Boeing Co (BA) Commercial Airplanes Unit to Cut 4,000 Jobs

Boeing Building

The Boeing Company (NYSE:BA) is reducing its workforce particularly from its commercial airplanes unit to cut costs as it faces strong sales competition from Airbus Group SE (EPA:AIR).

Last year, Airbus outperformed Boeing due to the strong demand for its A321 neo, narrow body and currency changes that lowered its manufacturing costs. Airbus recorded 1,036 net orders compared with Boeing 868 orders.

The American aerospace company’s commercial airplanes unit will eliminate 4,000 jobs in the middle of this year. The target job cuts represent around 4.8% of the unit’s workforce.

Seattle Times cited an internal memo showing Boeing’s Test and Evaluation division is targeting a 10% workforce reduction before the end of the year. People familiar with the plan suggested that Boeing’s total job cuts will likely increase to around 8,000 by year-end.

Sean McCormack, vice president of communications, Boeing Commercial Airplanes, said, “Our targets are –dollar-based. The more we reduce non-labor costs, the less impact there will be to jobs.”
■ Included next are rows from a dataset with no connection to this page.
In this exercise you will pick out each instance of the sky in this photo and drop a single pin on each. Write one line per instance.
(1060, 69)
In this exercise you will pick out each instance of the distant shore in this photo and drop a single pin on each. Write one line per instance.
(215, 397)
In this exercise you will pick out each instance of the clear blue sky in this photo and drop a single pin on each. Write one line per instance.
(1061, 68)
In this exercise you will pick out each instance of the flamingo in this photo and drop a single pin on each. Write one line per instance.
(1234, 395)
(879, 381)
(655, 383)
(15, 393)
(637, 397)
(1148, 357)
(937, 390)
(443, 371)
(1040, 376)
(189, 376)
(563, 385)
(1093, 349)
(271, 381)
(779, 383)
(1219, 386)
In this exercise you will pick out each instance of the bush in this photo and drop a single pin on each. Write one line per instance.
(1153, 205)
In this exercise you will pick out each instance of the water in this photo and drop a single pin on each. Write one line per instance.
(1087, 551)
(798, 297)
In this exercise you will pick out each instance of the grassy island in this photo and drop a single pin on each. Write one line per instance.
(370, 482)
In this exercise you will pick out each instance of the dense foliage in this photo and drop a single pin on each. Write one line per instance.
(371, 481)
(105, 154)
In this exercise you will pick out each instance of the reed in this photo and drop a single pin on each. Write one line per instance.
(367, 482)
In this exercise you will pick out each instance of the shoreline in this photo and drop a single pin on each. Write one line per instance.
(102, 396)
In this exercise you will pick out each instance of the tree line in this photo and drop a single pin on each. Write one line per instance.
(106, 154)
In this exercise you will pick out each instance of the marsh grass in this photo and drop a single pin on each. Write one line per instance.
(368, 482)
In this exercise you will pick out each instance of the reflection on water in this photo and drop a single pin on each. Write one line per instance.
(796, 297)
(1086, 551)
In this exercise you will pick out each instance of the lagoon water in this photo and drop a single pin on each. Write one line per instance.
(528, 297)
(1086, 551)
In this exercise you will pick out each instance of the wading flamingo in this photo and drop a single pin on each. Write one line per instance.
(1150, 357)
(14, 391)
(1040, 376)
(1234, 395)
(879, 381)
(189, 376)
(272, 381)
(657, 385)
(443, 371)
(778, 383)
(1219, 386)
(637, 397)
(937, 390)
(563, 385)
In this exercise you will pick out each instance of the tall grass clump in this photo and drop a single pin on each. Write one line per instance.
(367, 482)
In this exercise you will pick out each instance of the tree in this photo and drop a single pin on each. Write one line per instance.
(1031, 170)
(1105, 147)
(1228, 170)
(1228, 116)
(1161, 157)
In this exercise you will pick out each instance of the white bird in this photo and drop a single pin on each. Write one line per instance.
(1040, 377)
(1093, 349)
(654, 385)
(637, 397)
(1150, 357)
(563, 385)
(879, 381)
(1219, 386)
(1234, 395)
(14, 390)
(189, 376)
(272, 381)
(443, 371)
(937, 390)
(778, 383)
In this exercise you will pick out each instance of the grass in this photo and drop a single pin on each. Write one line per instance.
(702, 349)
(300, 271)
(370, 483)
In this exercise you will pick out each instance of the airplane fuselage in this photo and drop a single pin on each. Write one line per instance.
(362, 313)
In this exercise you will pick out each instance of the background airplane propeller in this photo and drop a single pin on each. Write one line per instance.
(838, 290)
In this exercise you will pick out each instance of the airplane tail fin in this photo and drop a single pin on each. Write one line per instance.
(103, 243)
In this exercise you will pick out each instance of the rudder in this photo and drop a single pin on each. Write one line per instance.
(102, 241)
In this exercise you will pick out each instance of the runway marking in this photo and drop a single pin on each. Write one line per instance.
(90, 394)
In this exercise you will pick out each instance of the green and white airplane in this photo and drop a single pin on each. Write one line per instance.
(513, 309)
1,600 workers volunteered to leave Boeing

Boeing’s spokesperson, Marc Birtel told Bloomberg that 1,600 workers decided to leave the company under a voluntary program announced last month, which provided savings for the company. He added that the company will not implement involuntary layoffs for now.

According to Birtel, the additional 2,400 positions are either vacant or will be removed through attrition.  He added that Boeing’s commercial airplane unit is leveling its management structure to create a “more streamlined and nimble organization that can respond to marketplace demands.” Last year, the unit accounted for 61% of the aerospace company’s profit.

Other cost-saving initiatives

Dennis Muilenberg, the new CEO of Boeing started the efforts to overhaul its commercial jetliner manufacturing division to make his mark.  He previously served as head of the company’s defense unit. Muilenberg is reducing the company’s costs to boost profits.

Aside from job cuts, Boeing is also renegotiating its agreements with suppliers, consolidating programs, trimming business travel, improving productivity and quality as well as reducing excess inventory.

According to Birtel, the success of Boeing’s cost-saving initiatives will ultimately affect the number of its planned job cuts.

The stock price of Boeing declined 1.76% to $128.57 per share today.